Com uma estrutura quase sem nenhum personagem fixo, as histórias meio que seguem Megan McKeenan, uma jovem de 17 anos por suas andanças pelos EUA e Canadá.Digo “meio que seguem”, pois Megan nem sempre é personagem principal das histórias. Ela aparece em todas as 12 histórias, mas só estrela mesmo sete delas. Nas outras cinco, ela faz participações especiais e pequenas figurações, sendo que numa delas só sabemos de sua existência na leitura de cartões postais feita por seu primo.
Além de Megan e da condição da mudança de região, a única coisa que os autores mantém fixo é o período de tempo narrativo de um ano entre uma história e outra. A primeira história se passa em 1994, a segunda em 1995 e por aí vai. Fica sempre uma expectativa pra onde vai a história seguinte.
Para todas as histórias foram feitas intensas pesquisas fotográficas das regiões apresentadas, as vezes com fotos tiradas pelos autores e outras vezes mandadas pelos leitores a pedido dos autores.
O próprio escritor diz num texto ao final de um episódio que fez questão que os personagens e suas histórias (todos inventados) acontecessem sempre em lugares reais.

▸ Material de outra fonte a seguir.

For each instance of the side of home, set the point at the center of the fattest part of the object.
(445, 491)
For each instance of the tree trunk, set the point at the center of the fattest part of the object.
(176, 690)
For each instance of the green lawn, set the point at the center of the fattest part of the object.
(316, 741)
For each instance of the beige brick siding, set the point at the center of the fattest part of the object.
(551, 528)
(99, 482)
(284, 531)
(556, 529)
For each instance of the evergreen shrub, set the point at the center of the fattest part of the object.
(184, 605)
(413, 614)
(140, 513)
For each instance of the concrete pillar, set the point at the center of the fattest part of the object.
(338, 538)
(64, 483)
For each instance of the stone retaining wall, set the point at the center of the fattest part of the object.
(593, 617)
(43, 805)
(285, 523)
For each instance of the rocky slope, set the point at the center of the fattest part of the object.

São histórias planejadas a principio pra serem lidas independentemente umas das outras, mas conforme o escritor esclarece num comentário ao final de uma delas, Megan foi amadurecendo e se tornando uma personagem cada vez mais tridimensional: cheia de defeitos, porém cativante e com uma história que merecia ser contada com mais detalhes.
E é bem interessante notar o amadurecimento de Megan nesses doze anos entre a primeira e a última história, tanto psicologicamente como fisicamente, e o desenhista Ryan Kelly consegue mostrar esse aspecto físico de maneira magnífica. É só comparar Megan na primeira história, com o rosto redondo e corpo cheinho de adolescente, e na última, com o rosto levemente mais comprido e corpo desenvolvido de uma mulher de 30 anos, por exemplo.
Ryan é dono de um traço realista, mas de linhas simplificadas e tem um excelente domínio de contraste entre o preto e o branco. Os rostos de seus personagens talvez destoem um pouco do seu trabalho realista em corpos e cenários, mas isso é feito com estilo e finalidade de evocar uma expressividade bem definida, facilmente identificável e muito bem-vinda. Se fosse um filme, seus personagens seriam todos atores de primeira linha.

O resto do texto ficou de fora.